All NMR data were collected at 25 °C on a Bruker Avance III 700 MHz spectrometer equipped with 5 mm QCI probe, with radio-frequency pulses applied on ¹H and ¹³C at 2.5 ppm and 23 ppm, respectively. GARP ¹³C decoupling used a field strength of γB₂ = 2.5 kHz. 2048 × 42 complex data points with spectral width of 16 ppm and 20 ppm, respectively, were collected along the ¹H and ¹³C dimensions, with 64 scans per FID and an inter-scan delay of 2.6 s (longer than 5 times of the longest proton T₁), resulting in a total acquisition time of 4 h 15 min for each HSQC_i. Measurement of proton T₁ values was conducted by using a standard inversion recovery pulse sequence (180°- τ −90°). For non-constant-time gradient-selective HSQC_i, the strength of the pulsed field gradients applied along the z-axis were: g₁ = 80%; g₂ = 20.1%; g₃ = 70%; g₄ = 17.5875%, g₅ = 60%; g₆ = 15.075%; g₁₃ = 70%; g₁₄ = 85%, g₁₅ = 15%; g₆ = 90% of the maximum of 53 G/cm; all with a duration of 1 ms followed by a gradient recovery period of 200 μs. Quadrature detection in the ¹³C (t₁) dimension was achieved by echo-antiecho by flipping the polarity of gradient g₁. For constant-time phase-cycled HSQC_i, the constant time T was set to 12 ms without applying gradients g₁ to g₆. Quadrature detection in the ¹³C (t₁) dimension was achieved using States-TPPI applied to the phase φ₂. Intensities of relevant peaks are manually integrated as described before⁷ and the data are shown in Table 1–3.

Table 2.

Manually integrated peak volume from Non-constant-time gradient-selective HSQC_i of sample #1

	csC	csH	HSQC1	HSQC2	HSQC3	Corr.
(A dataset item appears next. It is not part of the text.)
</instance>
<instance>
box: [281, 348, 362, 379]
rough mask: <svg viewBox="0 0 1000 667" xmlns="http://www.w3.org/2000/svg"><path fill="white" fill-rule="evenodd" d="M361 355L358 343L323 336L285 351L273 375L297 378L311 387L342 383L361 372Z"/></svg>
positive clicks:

Coef.	Scaling factor	A0	# of H	Normalized A0	Ave./Stdev	w/w % of thiocoraline
13,13′	15.16	2.136	2.64E+09	8.92E+08	3.82E+08	−0.9975	0.3804	6.67E+09	6	1.11E+09	1.26E+09
14,14′	30.77	3.059	2.70E+09	1.04E+09	3.08E+08	−0.9976	0.3377	8.35E+09	6	1.39E+09	11.16%	1.17%
16,16	30.615	3.012	2.58E+09	1.07E+09	3.27E+08	−0.9964	0.3560	7.63E+09	6	1.27E+09	Mol. of TMS
TMS	19.996	0	2.10E+09	7.77E+08	3.01E+08	−0.9999	0.3786	5.50E+09	12	4.59E+08	2.93584E-08

NMR sample #1: 58.7 μM TMS (2.59 μg in 500 μL) was added as concentration reference into the NMR sample solution with 8.0 mg extract. Molecular weights of TMS and thiocoraline are 88.22 and 1157.41, respectively.